Previous reports on breast feeding and JIA have largely excluded children with ERA/PsA. Why breast feeding might alter/change susceptibility to certain subtypes of JIA is not clear, although there have been reports of differences in the microbiome between children with ERA and those without.9 Breast feeding may have a protective effect on early intestinal infections, and contribute to constitution of the gut flora, but further research is required to validate these findings.

Children who were ever breast fed reported lower CHAQ, pain and PGE, which also followed a dose–response relationship. This could relate to differences observed among SES between the groups, which have been shown to associate with reporting of the severity of disease.10 However, the relationship between CHAQ and breast feeding persisted after adjustment for SES. T cells contribute an important role to the pathogenesis of JIA, and breast milk is hypothesised to have a T-cell specific suppressant effect, which may in turn, reduce severity of presentation.

Breastfeeding rates in our study were low (56%), but are in keeping with UK data, which highlights low UK rates compared with other European countries. It is possible that some misclassification of breastfeeding status is present as parents may have different views regarding when breast feeding becomes significant enough to answer the question ‘was your child ever breastfed?’ with ‘yes’. The fact that we have identified a link between breast feeding and presentation of JIA despite potential misclassification further strengthens our findings.

This study is not without limitations. We tried to capture SES using national deprivation scores, but these only refer to the area of residence and not the individuals themselves. They also represent the current SES and not necessarily that at the time of the child's birth. Unfortunately, data on maternal age and education were not available, but we did include referral hospital as a further geographical marker, which may influence the decision to breast feed. Data on exclusivity of breast feeding was not captured.
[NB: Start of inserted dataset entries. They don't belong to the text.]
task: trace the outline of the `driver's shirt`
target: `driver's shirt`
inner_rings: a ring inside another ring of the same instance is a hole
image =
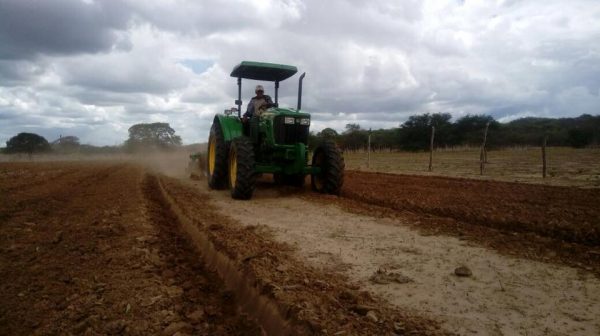
[[[265,103],[273,104],[273,100],[267,95],[263,95],[261,98],[253,97],[248,103],[248,108],[246,109],[246,113],[244,113],[244,117],[252,118],[254,112],[258,111],[258,108]]]
[[[265,105],[267,101],[265,100],[265,96],[261,98],[252,99],[254,102],[254,112],[258,112],[260,114],[260,107]]]

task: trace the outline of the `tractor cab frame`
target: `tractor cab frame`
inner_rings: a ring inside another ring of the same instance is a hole
[[[235,105],[238,107],[238,117],[242,117],[242,78],[259,81],[275,82],[275,105],[279,105],[279,82],[284,81],[298,72],[298,69],[292,65],[273,64],[263,62],[244,61],[238,64],[231,77],[237,78],[238,99]],[[302,107],[302,81],[306,73],[302,73],[298,80],[298,105],[296,110],[300,111]]]

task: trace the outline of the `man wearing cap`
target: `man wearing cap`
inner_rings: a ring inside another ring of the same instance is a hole
[[[246,109],[246,113],[244,113],[244,121],[252,118],[254,113],[259,112],[261,109],[275,106],[271,97],[264,94],[265,89],[262,87],[262,85],[257,85],[254,89],[254,92],[256,93],[256,96],[252,97],[248,103],[248,108]]]

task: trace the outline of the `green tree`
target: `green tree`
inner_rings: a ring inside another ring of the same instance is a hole
[[[347,124],[346,130],[341,135],[341,147],[344,150],[359,150],[367,145],[367,131],[360,128],[359,124]]]
[[[359,124],[346,124],[346,130],[344,131],[344,133],[351,133],[356,131],[360,131]]]
[[[339,134],[333,128],[325,128],[321,132],[317,133],[317,136],[324,139],[336,140]]]
[[[181,146],[181,137],[168,123],[135,124],[129,127],[125,147],[129,151],[145,149],[172,149]]]
[[[407,150],[429,148],[432,126],[435,126],[437,146],[453,145],[450,119],[452,116],[449,113],[426,113],[408,117],[408,120],[400,126],[400,146]]]
[[[454,123],[453,142],[460,145],[481,145],[487,123],[490,123],[488,140],[494,143],[497,140],[495,131],[500,127],[500,123],[494,120],[494,117],[485,114],[467,114],[458,119]]]
[[[72,153],[79,150],[79,138],[73,135],[61,136],[52,142],[52,149],[62,153]]]
[[[373,151],[397,148],[397,128],[379,129],[371,133],[371,149]]]
[[[6,142],[5,152],[13,153],[43,153],[50,151],[50,144],[41,135],[35,133],[19,133]]]
[[[569,130],[567,141],[572,147],[583,148],[590,145],[593,139],[594,134],[592,131],[587,129],[573,128]]]

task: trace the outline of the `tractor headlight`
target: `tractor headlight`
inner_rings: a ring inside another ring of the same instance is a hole
[[[293,125],[294,121],[294,117],[285,117],[285,119],[283,119],[283,123],[286,125]]]
[[[310,125],[310,119],[308,119],[308,118],[300,119],[300,125],[304,125],[304,126]]]

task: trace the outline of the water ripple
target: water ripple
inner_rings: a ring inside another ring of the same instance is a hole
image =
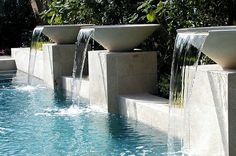
[[[1,85],[0,85],[1,86]],[[0,155],[161,155],[167,135],[42,86],[0,87]]]

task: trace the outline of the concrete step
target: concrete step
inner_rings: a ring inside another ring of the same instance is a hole
[[[62,89],[68,92],[68,95],[72,92],[73,78],[71,76],[62,76]],[[78,81],[78,79],[77,79]],[[77,83],[78,84],[78,83]],[[70,93],[69,93],[70,92]],[[88,77],[83,77],[81,82],[81,89],[78,95],[85,100],[89,100],[89,79]]]
[[[148,93],[120,95],[120,114],[168,132],[169,100]]]
[[[10,56],[0,56],[0,71],[16,70],[15,59]]]

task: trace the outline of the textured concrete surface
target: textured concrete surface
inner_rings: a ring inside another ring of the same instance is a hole
[[[119,113],[168,132],[169,100],[148,93],[119,96]]]
[[[152,92],[156,52],[89,51],[90,103],[118,112],[118,95]]]
[[[61,85],[61,76],[71,76],[74,62],[75,45],[44,44],[38,51],[33,75],[55,88]],[[30,48],[12,48],[12,57],[18,70],[28,73]],[[34,57],[35,55],[32,54]]]
[[[28,72],[30,48],[11,48],[11,57],[15,59],[18,70]]]
[[[37,59],[35,60],[35,68],[33,72],[33,75],[40,79],[44,78],[43,54],[42,51],[37,52]],[[11,56],[15,59],[17,69],[28,73],[30,48],[12,48]],[[31,56],[34,57],[35,55],[32,54]]]
[[[193,75],[193,69],[187,74]],[[190,79],[186,78],[186,84]],[[193,154],[236,155],[236,70],[199,66],[187,107],[185,144]],[[189,84],[187,84],[187,87]]]
[[[16,70],[15,59],[10,56],[0,56],[0,71]]]
[[[62,85],[62,76],[71,76],[74,64],[74,44],[43,45],[44,81],[51,88]]]
[[[11,50],[17,69],[28,73],[30,48],[12,48]],[[61,77],[72,75],[74,53],[75,44],[44,44],[43,51],[37,52],[33,75],[44,80],[51,88],[60,87]],[[88,63],[87,61],[85,63],[84,73],[88,73]]]
[[[63,76],[62,77],[62,89],[66,90],[67,92],[72,92],[72,84],[73,78],[71,76]],[[84,77],[81,82],[81,89],[78,92],[78,96],[89,100],[89,78]]]

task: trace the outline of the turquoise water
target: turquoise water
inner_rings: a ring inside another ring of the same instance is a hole
[[[27,75],[0,74],[0,155],[163,155],[167,135],[90,107]]]

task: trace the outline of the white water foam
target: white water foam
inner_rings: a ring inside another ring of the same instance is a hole
[[[24,86],[16,86],[14,89],[19,90],[19,91],[24,91],[24,92],[32,92],[37,89],[44,89],[46,86],[43,85],[36,85],[36,86],[31,86],[31,85],[24,85]]]
[[[78,116],[83,113],[99,112],[107,114],[106,111],[97,106],[81,108],[78,105],[71,105],[69,108],[47,108],[42,113],[36,113],[36,116]]]
[[[16,89],[16,90],[19,90],[19,91],[31,92],[31,91],[36,90],[37,87],[27,85],[27,86],[17,86],[17,87],[15,87],[15,89]]]
[[[82,112],[78,106],[72,105],[69,108],[47,108],[36,116],[78,116]]]

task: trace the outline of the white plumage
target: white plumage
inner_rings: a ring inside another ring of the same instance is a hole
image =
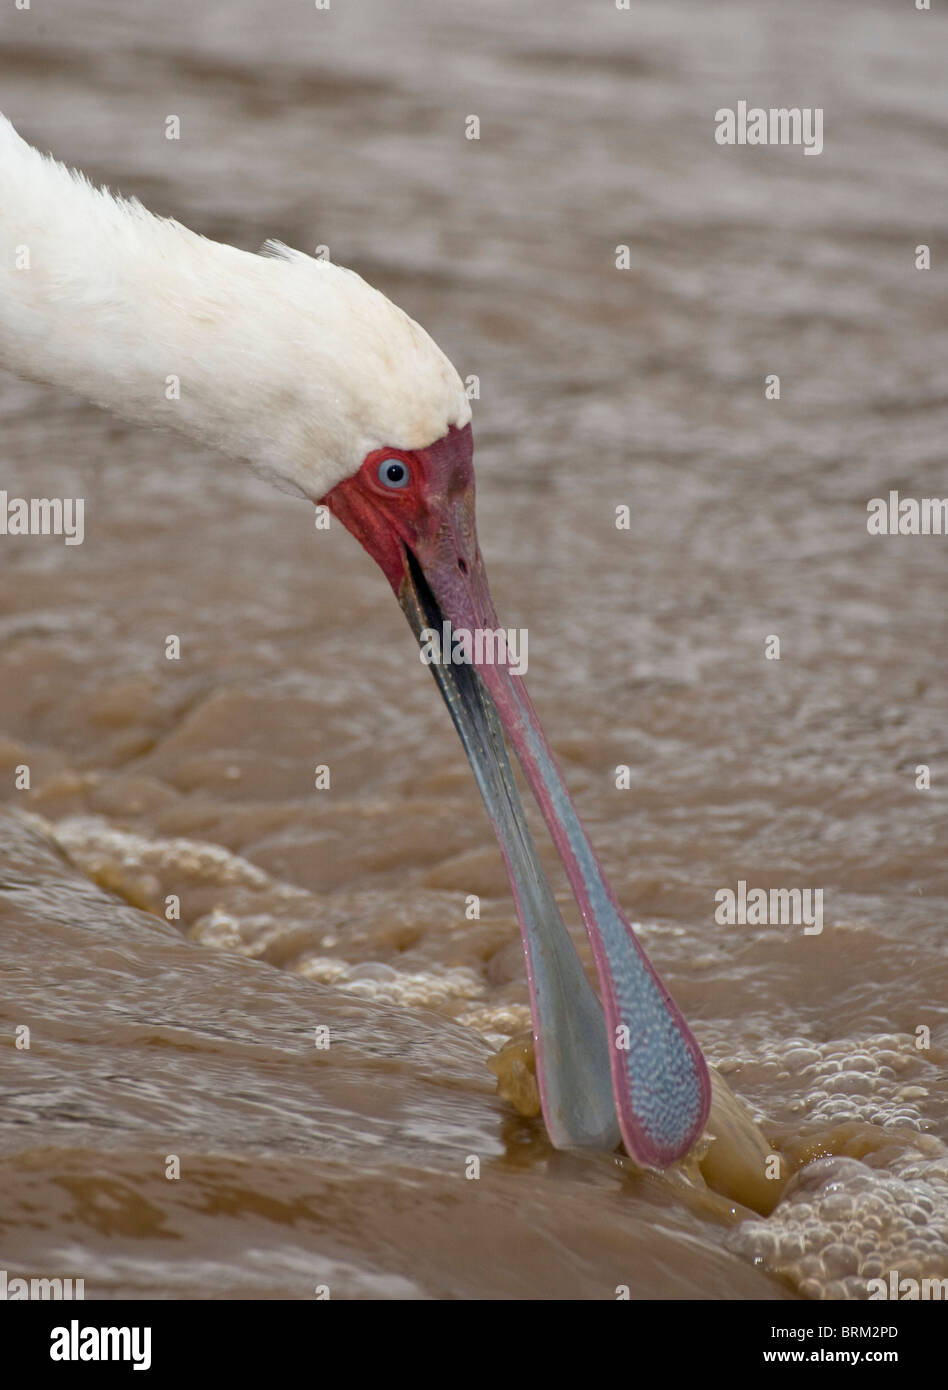
[[[440,348],[353,271],[154,217],[2,116],[0,365],[249,459],[313,500],[371,450],[423,448],[471,414]]]

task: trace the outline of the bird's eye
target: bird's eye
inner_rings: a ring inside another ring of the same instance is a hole
[[[386,487],[407,487],[410,481],[408,465],[401,459],[383,459],[379,464],[379,482]]]

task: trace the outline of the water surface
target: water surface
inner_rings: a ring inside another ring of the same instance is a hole
[[[86,499],[81,547],[0,547],[11,1275],[301,1298],[948,1275],[948,541],[866,531],[873,496],[946,492],[944,19],[904,8],[3,19],[28,139],[236,245],[329,246],[479,378],[494,597],[593,843],[709,1058],[810,1165],[768,1220],[722,1215],[514,1114],[486,1066],[529,1023],[506,878],[382,576],[239,464],[5,377],[0,485]],[[823,106],[823,153],[716,146],[742,98]],[[718,925],[739,879],[822,888],[822,934]]]

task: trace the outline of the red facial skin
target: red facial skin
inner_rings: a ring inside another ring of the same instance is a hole
[[[474,524],[474,441],[470,425],[451,426],[425,449],[375,449],[324,501],[381,567],[396,596],[407,546],[455,626],[496,626]],[[379,464],[400,459],[405,487],[387,487]]]

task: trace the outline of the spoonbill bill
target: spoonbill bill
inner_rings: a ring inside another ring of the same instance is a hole
[[[445,622],[499,629],[460,377],[353,271],[278,242],[254,255],[198,236],[93,187],[0,117],[0,365],[324,503],[378,562],[419,642]],[[512,663],[447,655],[431,670],[510,877],[550,1138],[614,1149],[621,1135],[640,1164],[666,1167],[708,1115],[701,1050],[622,915]],[[579,905],[601,1003],[540,867],[504,733]]]

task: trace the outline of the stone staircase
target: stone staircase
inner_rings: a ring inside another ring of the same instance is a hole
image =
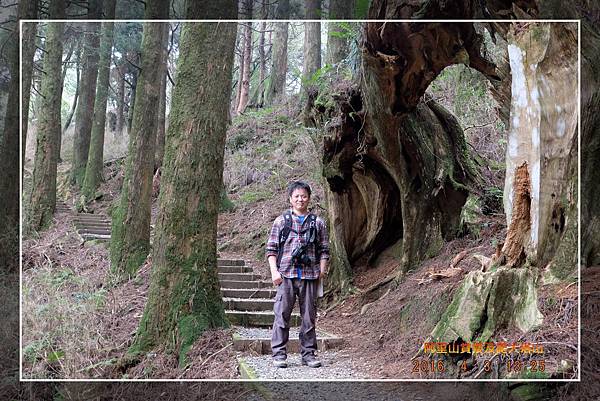
[[[111,221],[108,216],[92,213],[73,213],[63,202],[57,202],[57,212],[72,213],[72,221],[82,241],[109,241]],[[241,259],[218,259],[217,268],[225,314],[236,329],[233,346],[238,351],[271,353],[271,327],[276,289],[270,280],[263,280]],[[290,320],[288,352],[298,352],[297,327],[300,314],[295,310]],[[317,331],[319,350],[339,348],[342,339]]]
[[[251,267],[240,259],[219,259],[219,281],[229,321],[238,326],[233,335],[233,347],[238,351],[271,353],[271,327],[273,326],[273,304],[276,290],[272,282],[261,280]],[[298,352],[297,326],[300,314],[292,312],[290,320],[288,352]],[[319,350],[338,348],[342,339],[317,330]]]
Finally, and most importantly, as we did not have access to a control group, the data cannot be used to comment on susceptibility to JIA, including susceptibility to any individual ILAR subtype.

We recognise that these observations may have considerable impact on prospective parents, and therefore, it is important that these findings are explored further to consider how breast feeding might influence the presentation of JIA. Further research should also focus on whether breast feeding may influence the susceptibility to JIA and in particular, its different patterns.